The Evacuationists

When the Khelvar sphere collapsed five years ago and two million refugees poured into Trisurus, the Evacuationists did not weep or debate. They updated their timelines, recalculated their ship requirements, and returned to work. Officially known as the Exodus Preparation Coalition, this political movement commands the allegiance of roughly a quarter of the Trisuran population and occupies the pragmatic middle ground between The Interventionists and The Isolationists.

Council Member Torin Skyfall, a human of fifty-five years, leads the faction with the cold clarity of a logistics officer, which is precisely what he once was. The Evacuationists accept sphere collapse as inevitable cosmic fact. They do not oppose rescue operations for dying worlds, nor do they advocate warning pre-spaceflight civilizations. They are survivalists, focused with unyielding discipline on ensuring that Trisuran civilization endures when its sphere dies.

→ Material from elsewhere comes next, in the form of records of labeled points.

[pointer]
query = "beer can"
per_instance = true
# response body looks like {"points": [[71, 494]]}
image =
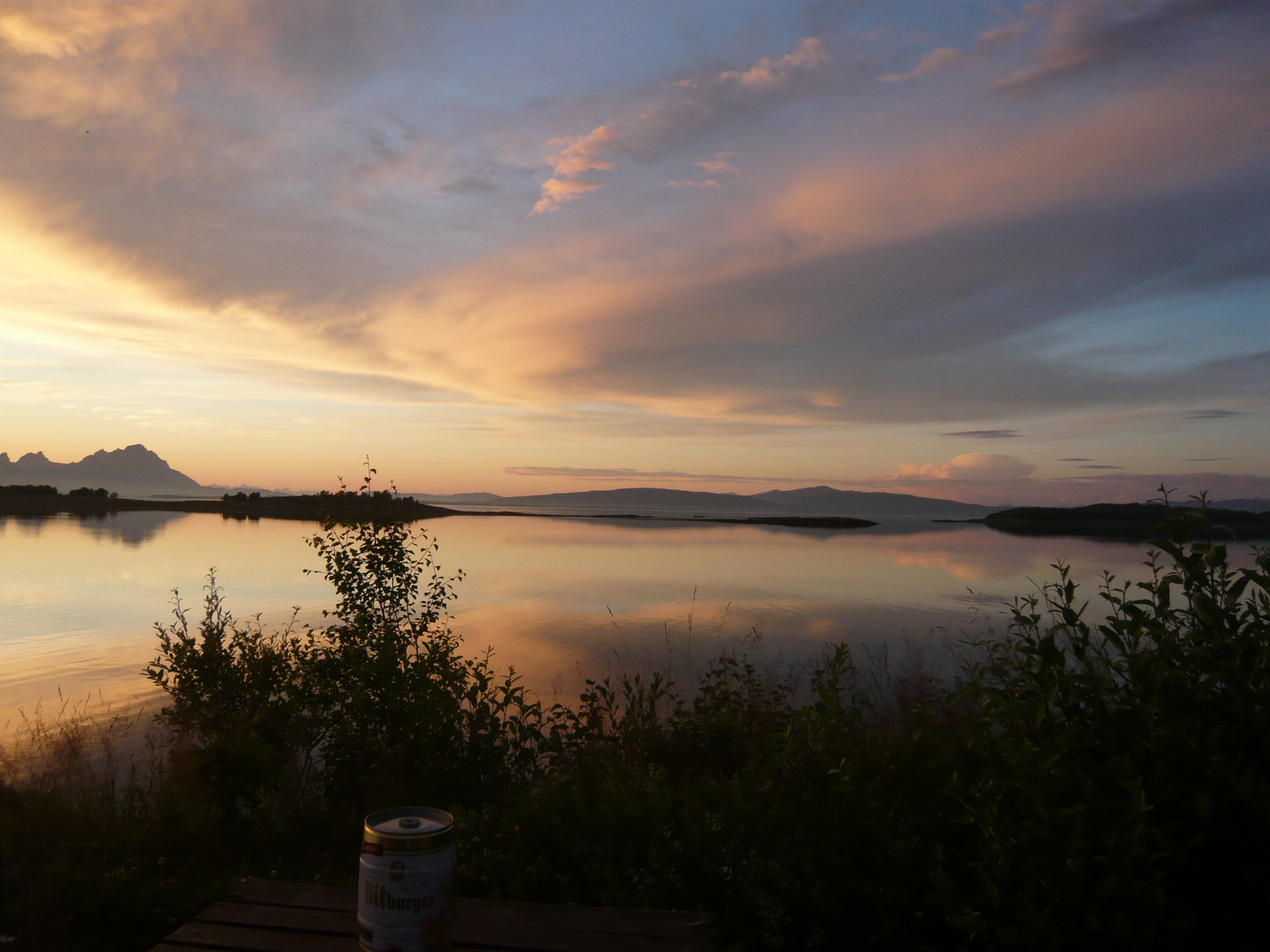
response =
{"points": [[406, 885]]}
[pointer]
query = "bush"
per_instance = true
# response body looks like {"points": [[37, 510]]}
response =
{"points": [[378, 703]]}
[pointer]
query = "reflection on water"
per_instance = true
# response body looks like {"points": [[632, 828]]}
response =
{"points": [[126, 528], [562, 599]]}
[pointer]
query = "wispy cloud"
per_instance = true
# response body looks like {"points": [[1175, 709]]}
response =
{"points": [[984, 435], [1212, 414], [689, 103], [970, 467], [660, 476]]}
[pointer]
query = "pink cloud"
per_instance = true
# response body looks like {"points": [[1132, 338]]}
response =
{"points": [[934, 61], [970, 467], [684, 104], [707, 183], [768, 72]]}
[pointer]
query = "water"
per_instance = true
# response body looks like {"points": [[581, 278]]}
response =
{"points": [[560, 599]]}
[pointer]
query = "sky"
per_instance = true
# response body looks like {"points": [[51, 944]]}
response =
{"points": [[992, 251]]}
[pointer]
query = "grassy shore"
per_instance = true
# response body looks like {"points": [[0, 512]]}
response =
{"points": [[1095, 782]]}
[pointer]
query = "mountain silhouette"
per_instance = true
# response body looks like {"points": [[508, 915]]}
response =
{"points": [[811, 501], [132, 471]]}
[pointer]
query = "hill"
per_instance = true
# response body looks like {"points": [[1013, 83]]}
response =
{"points": [[810, 502], [132, 471]]}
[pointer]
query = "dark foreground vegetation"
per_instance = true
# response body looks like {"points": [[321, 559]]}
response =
{"points": [[1087, 784], [1129, 521]]}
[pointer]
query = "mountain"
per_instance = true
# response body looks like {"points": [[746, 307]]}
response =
{"points": [[1247, 505], [132, 471], [826, 501], [813, 501]]}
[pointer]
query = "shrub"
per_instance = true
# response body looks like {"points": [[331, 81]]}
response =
{"points": [[380, 700]]}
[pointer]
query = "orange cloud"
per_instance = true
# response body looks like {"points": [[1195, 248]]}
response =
{"points": [[686, 103], [768, 72], [970, 467]]}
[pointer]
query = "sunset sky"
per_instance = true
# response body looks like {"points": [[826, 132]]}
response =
{"points": [[992, 251]]}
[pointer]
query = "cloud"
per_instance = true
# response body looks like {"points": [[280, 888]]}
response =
{"points": [[969, 467], [684, 104], [984, 435], [467, 185], [719, 165], [1212, 414], [706, 184], [932, 61], [768, 72], [1084, 34], [655, 475]]}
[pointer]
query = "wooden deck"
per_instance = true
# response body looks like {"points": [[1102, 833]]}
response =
{"points": [[259, 915]]}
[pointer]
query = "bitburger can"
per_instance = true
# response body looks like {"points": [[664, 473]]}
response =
{"points": [[406, 885]]}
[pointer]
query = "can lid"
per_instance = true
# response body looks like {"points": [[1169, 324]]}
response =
{"points": [[409, 828]]}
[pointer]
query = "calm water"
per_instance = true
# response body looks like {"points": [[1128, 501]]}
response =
{"points": [[562, 599]]}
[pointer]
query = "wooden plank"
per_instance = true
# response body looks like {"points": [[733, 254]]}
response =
{"points": [[482, 911], [322, 922], [517, 933], [263, 915], [300, 895], [621, 922], [533, 940], [243, 940]]}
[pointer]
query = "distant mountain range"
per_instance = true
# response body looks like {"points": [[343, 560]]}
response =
{"points": [[133, 472], [813, 501], [130, 471], [141, 473]]}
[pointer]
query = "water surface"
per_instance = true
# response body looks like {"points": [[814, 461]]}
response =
{"points": [[560, 599]]}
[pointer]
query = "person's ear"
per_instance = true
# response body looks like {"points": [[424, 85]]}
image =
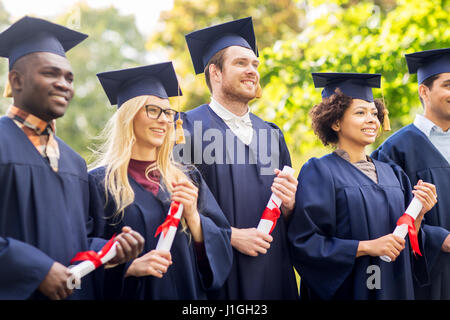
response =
{"points": [[15, 79]]}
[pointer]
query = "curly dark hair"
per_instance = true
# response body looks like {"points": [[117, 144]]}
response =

Their rallies feature no impassioned speeches or philosophical treatises. Instead, massive displays project evacuation timelines, colony ship designs, and resource allocation charts. Everything is practical, calculated, data-driven. Their motto captures the disposition: "Hope for the Best, Prepare for the Worst."


Core Beliefs

Acceptance of Cosmic Reality

The Evacuationists hold that sphere collapse is natural, inevitable, and currently unsolvable. Four hundred years of research by the Sphere Stability Project has produced no solution. More than fifty spheres have collapsed in recorded history, and not one has been saved. Trisurus itself shows early warning signs, with an estimated five hundred to one thousand years remaining. Every civilization that ignored collapse warnings perished. The Evacuationist conclusion is stark: denial kills, and preparation saves lives.

The Evacuation Plan

The plan calls for the evacuation of the entire Trisuran population when the sphere enters final collapse. Five hundred or more massive seed-class vessels, each capable of supporting populations for centuries, must be built. Destination scouting teams work to identify stable spheres willing to accept refugees. Technology, knowledge, and genetic material are being stockpiled and archived. Social planners grapple with how to reorganize a civilization for diaspora, and timeline projections suggest the window, while tight, remains possible.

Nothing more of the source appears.